1954年香川生まれ。慶應義塾志木高校、慶應義塾大学経済学部卒。三井銀行(現・三井住友銀行)入行、大学の第一外国語であったドイツ語を生かし、留学を含め2度のドイツ駐在を経験。2006年10月より、取引先でもあった学校法人横浜学院に入り、横浜女学院中学校高等学校副校長に就任。07年から校長となり、15年から現職。

 

大学側の“アドミッションポリシー急変”で始まった取り組み

横浜女学院では例年5割ほどの卒業生が指定校枠などを活用して学校推薦で進学している。指定校枠を合計すれば卒業生数を大きく超えるが、そのうちのいくつかの大学とは高大連携契約を結び、さらに踏み込んだ関係づくりを進めている。

――入り口に「入試対策説明会」とあり、保護者の方が階段を上がっていきましたが。

平間 新型コロナ禍で1回当たり15人までに絞っていますが、ここのところ毎日、入試の説明会を実施しています。どの学校も人が押し寄せているようで、受験生の保護者は情報収集に躍起になられている感じがします。

[聞き手] 森上展安(もりがみ・のぶやす)
森上教育研究所代表。1953年岡山生まれ。早稲田大学法学部卒。学習塾「ぶQ」の塾長を経て、1988年森上教育研究所を設立。40年にわたり中学受験を見つめてきた第一人者。父母向けセミナー「わが子が伸びる親の『技』研究会」を主宰している。
*森上教育研究所 「わが子が伸びる親の『技』研究会」では実力アップ「差がつく単問」集中講座 など受験生と保護者向けに教材動画を販売しています。詳しくはこちらをご参照ください。

――それは大変ですね。大学入試も総合型(旧AO)や学校推薦型の選抜入試で年内に合格を得ようという動きが強まっています。高大連携に熱心な貴校にも、その現状をお話しいただければと思います。

井手 指定校の推薦枠というものは以前からありました。本校はキリスト教学校教育同盟の一員で、2000年以降加盟している大学から優先入学の仕組みの中に入れてもらっていました。

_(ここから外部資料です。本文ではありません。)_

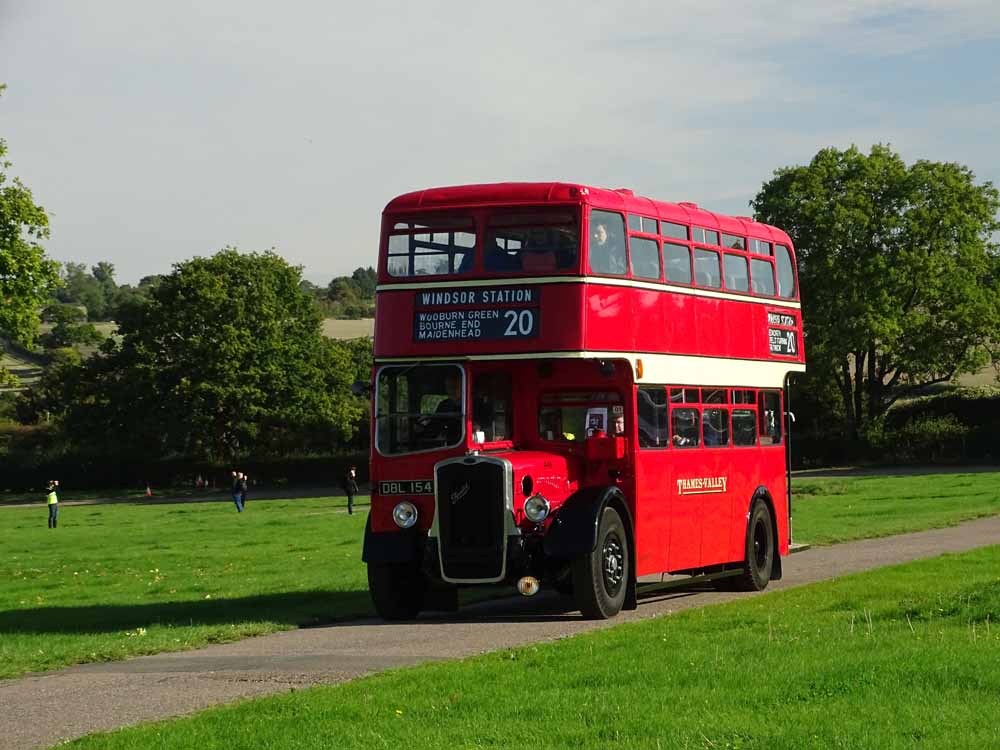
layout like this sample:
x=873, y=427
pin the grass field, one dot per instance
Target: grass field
x=115, y=581
x=900, y=657
x=836, y=510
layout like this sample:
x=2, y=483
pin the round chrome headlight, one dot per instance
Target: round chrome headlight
x=536, y=508
x=405, y=514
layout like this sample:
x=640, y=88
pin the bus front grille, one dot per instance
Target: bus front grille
x=471, y=508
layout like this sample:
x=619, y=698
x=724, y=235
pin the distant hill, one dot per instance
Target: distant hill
x=348, y=329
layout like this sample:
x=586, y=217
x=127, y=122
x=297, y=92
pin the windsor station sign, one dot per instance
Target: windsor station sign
x=476, y=314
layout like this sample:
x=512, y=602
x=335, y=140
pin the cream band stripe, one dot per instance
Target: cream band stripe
x=600, y=280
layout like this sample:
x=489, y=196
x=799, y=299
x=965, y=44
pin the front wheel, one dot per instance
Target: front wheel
x=759, y=550
x=397, y=590
x=600, y=577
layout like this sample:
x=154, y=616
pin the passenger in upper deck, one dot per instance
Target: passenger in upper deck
x=498, y=259
x=607, y=253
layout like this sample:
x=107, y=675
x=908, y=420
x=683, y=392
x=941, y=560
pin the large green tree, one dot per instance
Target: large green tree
x=900, y=277
x=225, y=359
x=27, y=277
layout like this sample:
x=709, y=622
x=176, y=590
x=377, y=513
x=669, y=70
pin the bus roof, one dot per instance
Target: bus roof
x=535, y=193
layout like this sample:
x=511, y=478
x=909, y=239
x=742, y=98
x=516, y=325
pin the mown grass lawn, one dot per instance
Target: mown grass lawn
x=119, y=580
x=825, y=511
x=115, y=581
x=902, y=657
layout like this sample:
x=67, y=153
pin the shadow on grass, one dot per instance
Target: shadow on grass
x=300, y=608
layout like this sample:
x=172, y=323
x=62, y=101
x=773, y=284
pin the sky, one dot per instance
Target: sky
x=156, y=132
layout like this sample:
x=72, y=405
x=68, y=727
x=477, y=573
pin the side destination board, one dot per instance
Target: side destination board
x=477, y=314
x=783, y=342
x=407, y=487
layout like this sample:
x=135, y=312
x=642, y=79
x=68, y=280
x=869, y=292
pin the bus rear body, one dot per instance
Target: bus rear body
x=577, y=387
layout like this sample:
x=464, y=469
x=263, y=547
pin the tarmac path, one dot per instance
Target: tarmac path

 ところが、私が校長になった08年に、毎年10人ほどが進学していた準難関大学からの受け入れが突如急減したのです。私も驚きましたが、保護者の方も、確か7~8人だったと思いますが、びっくりして問い合わせのために来校されました。

 同じ年、いくつかのキリスト教主義の女子中高一貫校がその大学と教育連携を始めたこともあり、本校の優先入学が急に削られたのではないかと。その大学に行くために努力してきた生徒にとっては青天の霹靂(へきれき)です。

――大学にしても、少子化で18歳人口が減少する「2018年問題」が叫ばれ、学生募集に危機感を抱き始めた頃ですね。

井手 大学に対する中高側からのハードルが高いなと感じていたので、「進学研究会」を立ち上げました。最初は21大学(うち9女子大)から始め、大学の募集担当者や教授から話を聞いていきました。

 そして、銀行時代のつながりも活用しながら、MARCHや有名女子大などを訪問、指定校枠の交渉を始めました。その頃すでに大学でドイツ語は絶滅危惧種でしたので(笑)、私のドイツ語の先達や知人に呼びかけて、上智大(外国語学部ドイツ語学科)や立教大、中央大、法政大や学習院大の推薦枠も確保していきました。関わっていただいた方には、本当に感謝です。

――リーマンショックの頃ですが、最初はどちらの学校から反応がありましたか。

井手 成城大と日本女子大から2枠ずつ確保できました。このことについて、両大学にはいまでも大変感謝しています。その後も安定的に進学が続いたこともあり、現在は成城大9人、日本女子大7人まで学校推薦枠が増えています。

 関東学院大27人、玉川大24人、東洋英和女学院大20人、青山学院大(キリスト教学校教育同盟推薦を含む)15人をはじめ、合わせると卒業生の数よりも多い指定校推薦枠があるので、最近は、卒業生の5割程度がこうした学校推薦枠を活用して進学しています。